SIGNED and ENTERED this 23 day of November, 1992.
FINAL JUDGMENT
BE IT REMEMBERED on this the 16th day of November 1992, came on to be considered the above-styled and numbered cause. The Court tried this case before a jury during the week of October 12, 1992, and on October 16, 1992, the jury returned a verdict in favor of the defendants on all counts.
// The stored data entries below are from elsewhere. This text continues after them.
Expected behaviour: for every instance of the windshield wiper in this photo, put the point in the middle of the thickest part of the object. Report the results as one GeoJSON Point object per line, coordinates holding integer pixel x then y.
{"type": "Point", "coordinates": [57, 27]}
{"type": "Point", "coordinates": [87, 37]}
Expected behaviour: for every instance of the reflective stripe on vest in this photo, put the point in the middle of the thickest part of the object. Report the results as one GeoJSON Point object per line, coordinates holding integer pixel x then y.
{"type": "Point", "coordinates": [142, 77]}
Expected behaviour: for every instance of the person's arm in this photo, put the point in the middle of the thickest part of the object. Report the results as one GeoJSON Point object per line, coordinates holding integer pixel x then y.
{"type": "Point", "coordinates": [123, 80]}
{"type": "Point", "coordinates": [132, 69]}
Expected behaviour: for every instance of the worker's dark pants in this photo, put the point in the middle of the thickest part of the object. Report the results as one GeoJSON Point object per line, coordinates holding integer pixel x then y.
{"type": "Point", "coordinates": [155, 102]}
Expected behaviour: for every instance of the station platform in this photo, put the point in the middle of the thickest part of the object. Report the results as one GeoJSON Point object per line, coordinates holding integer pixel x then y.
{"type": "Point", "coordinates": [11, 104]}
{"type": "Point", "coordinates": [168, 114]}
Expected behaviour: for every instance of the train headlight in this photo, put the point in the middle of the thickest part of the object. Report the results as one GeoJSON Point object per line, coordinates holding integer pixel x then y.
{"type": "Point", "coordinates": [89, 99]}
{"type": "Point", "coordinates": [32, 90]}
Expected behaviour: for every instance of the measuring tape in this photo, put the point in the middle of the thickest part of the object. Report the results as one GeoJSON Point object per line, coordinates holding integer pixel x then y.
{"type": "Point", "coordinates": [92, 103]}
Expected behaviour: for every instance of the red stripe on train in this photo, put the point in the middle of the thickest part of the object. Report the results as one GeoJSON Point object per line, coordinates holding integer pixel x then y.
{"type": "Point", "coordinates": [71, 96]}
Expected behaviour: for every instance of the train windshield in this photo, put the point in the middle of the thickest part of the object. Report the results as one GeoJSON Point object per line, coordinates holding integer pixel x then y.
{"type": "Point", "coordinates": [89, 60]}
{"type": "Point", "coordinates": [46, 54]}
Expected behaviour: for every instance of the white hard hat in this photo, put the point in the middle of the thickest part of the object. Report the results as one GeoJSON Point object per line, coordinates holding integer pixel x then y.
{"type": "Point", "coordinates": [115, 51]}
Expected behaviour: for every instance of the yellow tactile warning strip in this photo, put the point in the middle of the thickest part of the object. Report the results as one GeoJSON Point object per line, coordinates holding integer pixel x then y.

On November 16, 1992, this Court entered an order awarding Plaintiffs sanctions against Defendant Sheriff Jim Bout-well, Williamson County, and their attorney Jim Ludlum for Plaintiffs’ reasonable attorneys’ fees and expenses in the amount of $44,177.40. Therefore, the Court enters the following final judgment:
IT IS ORDERED, ADJUDGED AND DECREED that Fred Starling and Bonnie Starling take nothing on their causes of action against Charles Fuller, David Proctor, Ruby Johnson, Dennis Jaroszewski, Gené Hutchinson, Jim Boutwell, and Williamson County;
IT IS FURTHER ORDERED that Jim Boutwell, Williamson County, and Jim Ludlum pay to Fred Starling, Bonnie Starling, and their counsel the sum of $44,177.40 in attorneys’ fees and costs in sanctions and that the liability therefor is joint and several between Jim Boutwell, Williamson County, and Jim Ludlum;
IT IS FURTHER ORDERED that all other costs taxed by the Clerk be paid by Fred Starling and Bonnie Starling;
IT IS FINALLY ORDERED that execution shall issue to enforce the payment of costs and attorneys’ fees awarded herein.